To keep dengue in check, NEA has commenced intensive source reduction exercise with major stakeholders. Together with the members of the Inter-Agency Dengue Task Force, as well as all Town Councils, NEA will continue its efforts to remove potential mosquito breeding habitats from public areas and housing estates.
Effective dengue prevention requires the vigilance and participation of everyone in the community. NEA strongly urges all members of the public to do their part to prevent and remove any breeding habitats of Aedes mosquitoes, and to remain vigilant in suppressing the Aedes mosquito population. These efforts will also contribute towards preventing the transmission of Zika and Chikungunya viruses.
If you’re planning to go overseas for vacation in the coming weeks, you should also mosquito-proof their homes before travel. You can keep your neighbourhoods safe from dengue by taking the following mosquito prevention measures:
- Cover all toilet bowls in the home
- Seal the overflow pipe of the flushing cistern
- Cover and seal all floor traps
- Add sand granular insecticide to areas where stagnant water cannot be easily removed
- Clear blockages and place Bti insecticide in roof gutters
- Turn over all water storage containers and wipe the rims dry
- Ask a relative or close friend to check your home regularly for stagnant water if you are going away for a long period of time
- Leave your contact details with your neighbours or the neighbourhood police post/centre so that you can be easily contacted
- If you’re infected with dengue, you should protect from mosquito bites by applying repellent regularly, and those showing symptoms suggestive of dengue should see doctors early to be diagnosed.

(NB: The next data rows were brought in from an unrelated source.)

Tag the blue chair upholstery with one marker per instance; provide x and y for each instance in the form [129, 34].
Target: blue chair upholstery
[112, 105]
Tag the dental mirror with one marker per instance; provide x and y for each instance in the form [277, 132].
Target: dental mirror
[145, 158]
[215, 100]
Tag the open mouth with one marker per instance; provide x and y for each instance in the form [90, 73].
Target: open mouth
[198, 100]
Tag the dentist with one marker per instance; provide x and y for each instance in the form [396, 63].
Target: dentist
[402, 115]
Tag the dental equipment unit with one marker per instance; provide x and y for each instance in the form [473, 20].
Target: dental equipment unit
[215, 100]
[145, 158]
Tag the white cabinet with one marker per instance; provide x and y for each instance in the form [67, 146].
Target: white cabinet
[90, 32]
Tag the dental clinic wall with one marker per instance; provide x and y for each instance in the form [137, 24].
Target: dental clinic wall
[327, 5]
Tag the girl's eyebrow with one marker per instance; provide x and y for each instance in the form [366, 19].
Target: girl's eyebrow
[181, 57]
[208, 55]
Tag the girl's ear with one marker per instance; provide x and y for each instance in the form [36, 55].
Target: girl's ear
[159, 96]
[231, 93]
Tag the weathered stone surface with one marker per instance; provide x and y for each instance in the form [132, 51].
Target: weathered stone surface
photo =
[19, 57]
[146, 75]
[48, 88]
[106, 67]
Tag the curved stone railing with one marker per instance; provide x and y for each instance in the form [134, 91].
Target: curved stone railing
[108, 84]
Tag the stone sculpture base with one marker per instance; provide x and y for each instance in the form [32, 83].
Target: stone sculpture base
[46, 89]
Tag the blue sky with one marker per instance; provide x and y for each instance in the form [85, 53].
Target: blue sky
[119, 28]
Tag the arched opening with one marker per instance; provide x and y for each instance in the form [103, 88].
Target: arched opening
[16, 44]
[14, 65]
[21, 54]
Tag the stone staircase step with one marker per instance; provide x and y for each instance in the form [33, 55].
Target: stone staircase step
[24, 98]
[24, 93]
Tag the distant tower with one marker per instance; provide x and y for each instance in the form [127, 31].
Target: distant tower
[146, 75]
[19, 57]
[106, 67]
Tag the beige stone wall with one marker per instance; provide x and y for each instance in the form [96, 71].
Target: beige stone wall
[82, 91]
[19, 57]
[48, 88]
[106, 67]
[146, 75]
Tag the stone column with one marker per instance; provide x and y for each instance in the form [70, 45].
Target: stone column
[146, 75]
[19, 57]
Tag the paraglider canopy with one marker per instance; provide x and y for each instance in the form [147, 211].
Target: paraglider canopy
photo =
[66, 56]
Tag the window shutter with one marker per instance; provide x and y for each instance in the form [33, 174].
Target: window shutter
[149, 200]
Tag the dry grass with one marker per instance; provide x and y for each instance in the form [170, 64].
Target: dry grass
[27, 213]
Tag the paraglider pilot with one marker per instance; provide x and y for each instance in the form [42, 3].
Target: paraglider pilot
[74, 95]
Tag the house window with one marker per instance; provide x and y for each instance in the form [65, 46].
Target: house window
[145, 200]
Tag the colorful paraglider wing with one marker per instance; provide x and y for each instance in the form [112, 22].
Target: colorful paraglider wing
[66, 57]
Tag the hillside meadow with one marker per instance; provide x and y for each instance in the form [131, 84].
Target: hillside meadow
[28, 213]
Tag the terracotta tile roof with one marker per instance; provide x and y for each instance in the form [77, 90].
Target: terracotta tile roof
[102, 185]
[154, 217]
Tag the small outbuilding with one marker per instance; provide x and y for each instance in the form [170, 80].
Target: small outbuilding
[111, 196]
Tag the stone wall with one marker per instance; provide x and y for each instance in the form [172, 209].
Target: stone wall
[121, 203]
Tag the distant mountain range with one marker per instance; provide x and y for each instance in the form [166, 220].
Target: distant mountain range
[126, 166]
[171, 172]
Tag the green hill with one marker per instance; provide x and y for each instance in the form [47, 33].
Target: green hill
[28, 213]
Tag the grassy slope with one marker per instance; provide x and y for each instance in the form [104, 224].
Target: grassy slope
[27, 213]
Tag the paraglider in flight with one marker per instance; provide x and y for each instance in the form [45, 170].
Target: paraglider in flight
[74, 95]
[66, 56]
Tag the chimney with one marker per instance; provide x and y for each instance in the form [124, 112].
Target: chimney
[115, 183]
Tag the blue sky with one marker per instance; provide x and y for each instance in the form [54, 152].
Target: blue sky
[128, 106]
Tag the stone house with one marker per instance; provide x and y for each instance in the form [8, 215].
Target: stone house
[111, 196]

The latest updates on the dengue situation can be found on NEA’s website, the Stop Dengue Now Facebook page, or the myENV app.
End of the day, the ball is in your backyard, says the NEA to Singaporeans: It reminds the public to play their part to help stem dengue transmission in affected areas, including by applying insect repellent and checking their premises daily for potential mosquito breeding habitats.
Don’t play, play with mosquitoes: Remember, they bite seriously and deadly, evident from two fatal cases in the first six weeks.